期刊名称:Proceedings of the National Academy of Sciences
印刷版ISSN:0027-8424
电子版ISSN:1091-6490
出版年度:1992
卷号:89
期号:18
页码:8631-8635
DOI:10.1073/pnas.89.18.8631
语种:English
出版社:The National Academy of Sciences of the United States of America
摘要:A homopurine-homopyrimidine sequence of human immunodeficiency virus (HIV) proviral DNA was chosen as a target for triple-helix-forming oligonucleotides. An oligonucleotide containing three bases (thymine, cytosine, and guanine) was shown to bind to its target sequence under physiological conditions. This oligonucleotide is bound in a parallel orientation with respect to the homopurine sequence. Thymines recognize A.T base pairs to form T.A.T base triplets and guanines recognize a run of G.C base pairs to form G.G.C base triplets. A single 5-methylcytosine was shown to stabilize the triple helix when incorporated in a stretch of thymines; it recognizes a single G.C base pair in a run of A.T base pairs.

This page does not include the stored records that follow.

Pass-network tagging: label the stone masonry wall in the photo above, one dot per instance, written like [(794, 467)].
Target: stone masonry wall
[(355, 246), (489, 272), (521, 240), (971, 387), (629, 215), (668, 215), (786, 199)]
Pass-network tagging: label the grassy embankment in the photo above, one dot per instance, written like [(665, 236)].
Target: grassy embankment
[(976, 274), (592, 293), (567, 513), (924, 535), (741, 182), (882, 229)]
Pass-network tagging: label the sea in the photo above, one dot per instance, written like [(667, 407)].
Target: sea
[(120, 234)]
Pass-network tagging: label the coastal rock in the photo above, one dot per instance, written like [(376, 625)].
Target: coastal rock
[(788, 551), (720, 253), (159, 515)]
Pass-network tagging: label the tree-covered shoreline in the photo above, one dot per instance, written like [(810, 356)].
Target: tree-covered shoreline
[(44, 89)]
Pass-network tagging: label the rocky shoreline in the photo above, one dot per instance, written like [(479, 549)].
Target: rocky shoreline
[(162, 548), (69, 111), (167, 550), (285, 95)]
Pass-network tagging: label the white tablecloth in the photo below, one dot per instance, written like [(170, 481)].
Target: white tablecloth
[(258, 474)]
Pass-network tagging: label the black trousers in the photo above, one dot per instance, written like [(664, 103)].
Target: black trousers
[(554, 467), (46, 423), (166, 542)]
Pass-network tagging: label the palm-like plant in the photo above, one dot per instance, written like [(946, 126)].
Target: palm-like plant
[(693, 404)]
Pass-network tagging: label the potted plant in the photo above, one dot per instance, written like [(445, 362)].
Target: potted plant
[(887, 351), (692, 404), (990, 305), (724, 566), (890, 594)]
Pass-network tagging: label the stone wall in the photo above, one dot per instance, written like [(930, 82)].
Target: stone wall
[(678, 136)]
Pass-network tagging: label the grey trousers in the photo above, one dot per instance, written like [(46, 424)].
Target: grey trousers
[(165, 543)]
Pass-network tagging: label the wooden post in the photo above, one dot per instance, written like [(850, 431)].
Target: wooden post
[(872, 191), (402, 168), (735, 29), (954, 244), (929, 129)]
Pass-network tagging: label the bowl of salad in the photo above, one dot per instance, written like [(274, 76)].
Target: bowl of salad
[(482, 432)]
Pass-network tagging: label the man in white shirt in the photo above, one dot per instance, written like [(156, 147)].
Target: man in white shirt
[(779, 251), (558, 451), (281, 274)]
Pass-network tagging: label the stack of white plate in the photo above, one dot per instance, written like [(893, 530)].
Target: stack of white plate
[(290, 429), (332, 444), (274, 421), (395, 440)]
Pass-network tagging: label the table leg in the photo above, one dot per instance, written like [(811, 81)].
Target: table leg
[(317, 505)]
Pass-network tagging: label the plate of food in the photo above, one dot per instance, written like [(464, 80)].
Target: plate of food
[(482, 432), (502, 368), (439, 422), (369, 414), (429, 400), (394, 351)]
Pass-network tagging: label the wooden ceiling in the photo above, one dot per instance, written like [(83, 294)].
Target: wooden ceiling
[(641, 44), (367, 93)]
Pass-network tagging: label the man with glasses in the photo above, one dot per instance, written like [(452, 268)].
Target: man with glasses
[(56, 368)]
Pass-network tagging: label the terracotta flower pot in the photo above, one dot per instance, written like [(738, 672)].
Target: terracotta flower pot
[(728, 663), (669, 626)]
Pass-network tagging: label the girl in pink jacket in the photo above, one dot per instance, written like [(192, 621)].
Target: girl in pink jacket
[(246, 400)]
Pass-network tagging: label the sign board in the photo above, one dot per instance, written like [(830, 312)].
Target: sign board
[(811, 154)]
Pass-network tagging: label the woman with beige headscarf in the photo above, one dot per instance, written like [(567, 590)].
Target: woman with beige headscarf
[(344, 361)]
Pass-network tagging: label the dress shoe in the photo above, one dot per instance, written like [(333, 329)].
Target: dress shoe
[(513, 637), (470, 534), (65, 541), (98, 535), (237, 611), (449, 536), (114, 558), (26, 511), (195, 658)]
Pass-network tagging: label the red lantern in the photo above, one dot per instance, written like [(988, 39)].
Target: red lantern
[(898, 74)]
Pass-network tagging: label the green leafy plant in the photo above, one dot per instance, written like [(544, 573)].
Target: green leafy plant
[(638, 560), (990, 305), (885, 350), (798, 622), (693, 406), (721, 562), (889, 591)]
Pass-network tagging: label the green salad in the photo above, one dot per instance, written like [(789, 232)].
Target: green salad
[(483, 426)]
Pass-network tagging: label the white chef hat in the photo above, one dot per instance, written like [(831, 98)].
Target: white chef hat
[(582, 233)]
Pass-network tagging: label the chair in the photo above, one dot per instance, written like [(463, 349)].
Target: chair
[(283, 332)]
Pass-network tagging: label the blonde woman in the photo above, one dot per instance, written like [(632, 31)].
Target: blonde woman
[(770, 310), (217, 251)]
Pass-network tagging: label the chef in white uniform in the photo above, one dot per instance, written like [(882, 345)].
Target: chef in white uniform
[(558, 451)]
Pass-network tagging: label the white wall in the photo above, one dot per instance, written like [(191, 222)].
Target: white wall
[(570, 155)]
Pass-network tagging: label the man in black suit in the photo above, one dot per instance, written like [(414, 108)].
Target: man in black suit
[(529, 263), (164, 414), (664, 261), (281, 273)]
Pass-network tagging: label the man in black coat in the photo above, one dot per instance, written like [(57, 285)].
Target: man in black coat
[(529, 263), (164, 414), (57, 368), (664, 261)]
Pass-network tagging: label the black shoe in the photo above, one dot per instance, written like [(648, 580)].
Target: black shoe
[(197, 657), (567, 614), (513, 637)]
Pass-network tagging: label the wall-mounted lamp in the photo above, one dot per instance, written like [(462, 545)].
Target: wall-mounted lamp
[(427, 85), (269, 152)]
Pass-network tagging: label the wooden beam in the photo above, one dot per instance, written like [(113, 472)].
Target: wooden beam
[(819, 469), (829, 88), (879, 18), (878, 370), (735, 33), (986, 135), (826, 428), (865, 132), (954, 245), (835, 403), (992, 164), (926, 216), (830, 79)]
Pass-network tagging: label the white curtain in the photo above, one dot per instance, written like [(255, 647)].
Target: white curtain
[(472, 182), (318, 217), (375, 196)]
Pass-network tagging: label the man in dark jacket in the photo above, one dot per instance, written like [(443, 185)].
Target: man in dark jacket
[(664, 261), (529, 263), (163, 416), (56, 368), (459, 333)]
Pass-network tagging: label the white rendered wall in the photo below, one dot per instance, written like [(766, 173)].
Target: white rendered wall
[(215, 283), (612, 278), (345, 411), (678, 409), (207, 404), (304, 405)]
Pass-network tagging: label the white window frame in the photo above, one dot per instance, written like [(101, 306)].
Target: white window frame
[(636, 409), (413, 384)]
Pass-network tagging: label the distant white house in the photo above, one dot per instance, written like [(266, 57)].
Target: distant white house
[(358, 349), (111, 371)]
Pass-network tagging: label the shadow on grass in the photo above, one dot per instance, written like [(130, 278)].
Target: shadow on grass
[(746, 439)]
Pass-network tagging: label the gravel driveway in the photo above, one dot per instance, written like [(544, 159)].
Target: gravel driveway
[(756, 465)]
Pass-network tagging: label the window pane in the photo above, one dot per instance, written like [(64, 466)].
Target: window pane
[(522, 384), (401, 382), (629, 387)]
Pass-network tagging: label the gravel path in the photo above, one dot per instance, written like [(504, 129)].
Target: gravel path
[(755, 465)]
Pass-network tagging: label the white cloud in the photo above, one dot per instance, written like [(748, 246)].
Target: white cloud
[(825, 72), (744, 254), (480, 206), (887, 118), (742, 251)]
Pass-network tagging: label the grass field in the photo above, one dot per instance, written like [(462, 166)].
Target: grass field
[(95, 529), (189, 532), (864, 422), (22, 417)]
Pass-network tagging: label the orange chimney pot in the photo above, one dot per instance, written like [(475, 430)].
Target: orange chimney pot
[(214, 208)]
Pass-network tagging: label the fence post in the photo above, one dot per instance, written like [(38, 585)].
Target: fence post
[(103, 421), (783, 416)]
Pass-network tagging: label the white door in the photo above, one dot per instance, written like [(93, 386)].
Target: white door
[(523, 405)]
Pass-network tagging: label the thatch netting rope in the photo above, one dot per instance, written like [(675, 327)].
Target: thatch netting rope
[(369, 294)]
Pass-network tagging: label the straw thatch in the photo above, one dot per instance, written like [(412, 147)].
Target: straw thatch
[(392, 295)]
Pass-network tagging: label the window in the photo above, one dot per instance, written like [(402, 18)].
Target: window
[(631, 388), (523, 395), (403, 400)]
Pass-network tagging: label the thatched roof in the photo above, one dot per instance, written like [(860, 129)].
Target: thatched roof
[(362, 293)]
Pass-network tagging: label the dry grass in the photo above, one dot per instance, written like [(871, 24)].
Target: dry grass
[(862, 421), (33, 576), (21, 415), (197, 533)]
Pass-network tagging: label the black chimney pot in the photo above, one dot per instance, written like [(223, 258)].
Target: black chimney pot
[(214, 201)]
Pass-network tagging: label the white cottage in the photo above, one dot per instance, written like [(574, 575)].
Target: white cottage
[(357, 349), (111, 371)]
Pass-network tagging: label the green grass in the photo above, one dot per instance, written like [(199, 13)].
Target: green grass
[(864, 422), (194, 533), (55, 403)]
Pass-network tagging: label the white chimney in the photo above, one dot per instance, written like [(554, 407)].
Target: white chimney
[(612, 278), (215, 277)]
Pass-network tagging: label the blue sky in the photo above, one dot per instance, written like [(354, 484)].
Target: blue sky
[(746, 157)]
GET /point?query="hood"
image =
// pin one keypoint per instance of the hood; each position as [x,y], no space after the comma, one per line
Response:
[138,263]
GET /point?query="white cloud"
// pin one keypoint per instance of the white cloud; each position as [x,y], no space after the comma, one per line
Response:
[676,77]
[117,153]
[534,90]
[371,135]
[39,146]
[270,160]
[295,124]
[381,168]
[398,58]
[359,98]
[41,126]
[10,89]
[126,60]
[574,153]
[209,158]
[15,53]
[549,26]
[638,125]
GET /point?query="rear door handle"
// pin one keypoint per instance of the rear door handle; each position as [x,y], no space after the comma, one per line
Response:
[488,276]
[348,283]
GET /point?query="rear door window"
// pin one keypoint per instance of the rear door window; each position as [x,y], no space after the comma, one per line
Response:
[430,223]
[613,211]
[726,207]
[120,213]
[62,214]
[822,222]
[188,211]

These results provide some of the rules required for choosing the more appropriate oligonucleotide sequence to form a triple helix at a homopurine-homopyrimidine sequence of duplex DNA. A psoralen derivative attached to the oligonucleotide containing thymine, 5-methylcytosine, and guanine was shown to photoinduce cross-linking of the two DNA strands at the target sequence in a plasmid containing part of the HIV proviral DNA sequence. Triplex formation and cross-linking were monitored by inhibition of Dra I restriction enzyme cleavage. The present results provide a rational basis for the development of triplex-forming oligonucleotides targeted to specific sequences of the HIV provirus integrated in its host genome.